The suggestion is to protect all _major_ (\d) and _minor_ (\d.\d) branches on every repository from force-pushing as a best-practice.
I suggest we use the following fnmatch pattern for that: [0-9]*.
That would include every branch starting with a digit.
Here is how it might look like:

Another rule worth having is for master branch.
master[0-9]*/cc @silverstripe/core-team
I don't really think we need an RFC for this tbh. Just do it. All the core team has the ability to get around this if we somehow need it.
Agreed, ship it. We should never be force pushing upstream anyway.
I don't really think we need an RFC for this tbh. Just do it.
Well, that's also a way to share some knowledge with the team about such things happening.

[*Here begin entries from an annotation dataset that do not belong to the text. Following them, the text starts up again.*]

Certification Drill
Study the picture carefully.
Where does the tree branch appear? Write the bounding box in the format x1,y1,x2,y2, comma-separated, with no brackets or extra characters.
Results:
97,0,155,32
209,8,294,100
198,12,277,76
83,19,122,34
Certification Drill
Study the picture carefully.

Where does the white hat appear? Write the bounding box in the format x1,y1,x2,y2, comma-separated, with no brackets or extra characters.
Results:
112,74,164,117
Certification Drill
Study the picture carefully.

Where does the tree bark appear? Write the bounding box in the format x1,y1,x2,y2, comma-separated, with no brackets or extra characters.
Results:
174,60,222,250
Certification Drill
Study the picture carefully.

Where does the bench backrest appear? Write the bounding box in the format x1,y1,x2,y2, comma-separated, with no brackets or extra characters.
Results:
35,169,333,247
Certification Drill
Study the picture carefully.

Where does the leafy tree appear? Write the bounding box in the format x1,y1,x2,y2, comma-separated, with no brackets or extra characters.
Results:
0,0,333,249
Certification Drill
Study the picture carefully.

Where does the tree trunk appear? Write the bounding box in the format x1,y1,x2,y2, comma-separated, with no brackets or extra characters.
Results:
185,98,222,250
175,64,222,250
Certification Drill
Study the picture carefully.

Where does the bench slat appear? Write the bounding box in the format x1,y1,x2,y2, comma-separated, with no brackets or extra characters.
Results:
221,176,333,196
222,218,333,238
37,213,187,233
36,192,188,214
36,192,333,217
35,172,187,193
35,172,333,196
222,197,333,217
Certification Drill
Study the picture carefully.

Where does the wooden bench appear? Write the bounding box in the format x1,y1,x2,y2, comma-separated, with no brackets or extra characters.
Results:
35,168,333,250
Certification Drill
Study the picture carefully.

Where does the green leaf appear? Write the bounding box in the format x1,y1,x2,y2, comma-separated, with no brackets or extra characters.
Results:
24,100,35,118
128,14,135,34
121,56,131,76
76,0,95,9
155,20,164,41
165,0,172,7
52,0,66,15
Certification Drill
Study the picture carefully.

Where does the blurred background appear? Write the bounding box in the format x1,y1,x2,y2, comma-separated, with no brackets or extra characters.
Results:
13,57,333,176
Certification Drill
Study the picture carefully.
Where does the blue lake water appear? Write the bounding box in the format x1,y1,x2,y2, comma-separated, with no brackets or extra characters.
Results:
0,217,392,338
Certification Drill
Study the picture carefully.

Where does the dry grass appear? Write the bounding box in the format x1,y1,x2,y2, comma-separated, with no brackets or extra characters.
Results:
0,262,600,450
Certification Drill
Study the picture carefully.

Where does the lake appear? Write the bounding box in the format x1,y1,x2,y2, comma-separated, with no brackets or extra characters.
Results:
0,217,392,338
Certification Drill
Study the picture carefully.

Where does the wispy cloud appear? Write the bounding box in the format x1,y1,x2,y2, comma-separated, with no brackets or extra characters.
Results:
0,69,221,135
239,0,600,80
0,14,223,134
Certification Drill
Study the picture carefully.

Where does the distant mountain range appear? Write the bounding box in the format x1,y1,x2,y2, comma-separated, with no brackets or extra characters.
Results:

Yep, I've asked for a short RFC specifically. We should have a track record of decisions made, and Github allows for easy votes via reactions. Happy to put this into forum.silverstripe.org if core committers see it there, but in terms of "project governance decisions" it fragments the knowledge a bit (best kept on Github IMHO)
Yeah I think this is a good idea and I agree that posting a ticket capturing the decision is a good one. I'd just say that we can get the RFC to "approved" very quickly if it's relatively uncontroversial.
Can we please protected master too, though?
Can we please protected master too, though?
GitHub uses fnmatch patterns with flags that aren't too flexible, unfortunately. So master would require a separate rule, though definitely worth protecting I reckon.
Yeah I think that putting this on the numbered branches but not master would lead to us forgetting that it's unprotected.
Also can you check whether that rule matches a branch called, say, implement-9345? I don't see how the . is matched, which leads me to think that you're doing a _partial_ match, bringing any branch containing a number in scope, which is overly broad.
Also can you check whether that rule matches a branch called, say, implement-9345? I don't see how the . is matched
That's not a regex, but rather a glob. [0-9] is the first character, * is everything after. That means 9345-implement will be matched, but implement-9345 will not.
Just checked it again on my repo and can confirm that's correct.
I think that's Accepted, I added a TODO section to the top message.
Needs to be actioned by a core committer (requires admin access).
Thanks to everyone for the feedback!
@dnsl48 @brynwhyman Since Max is a core committer, I'm assuming the CMS Squad can handle this in sprint?
Since Max is a core committer, I'm assuming the CMS Squad can handle this in sprint?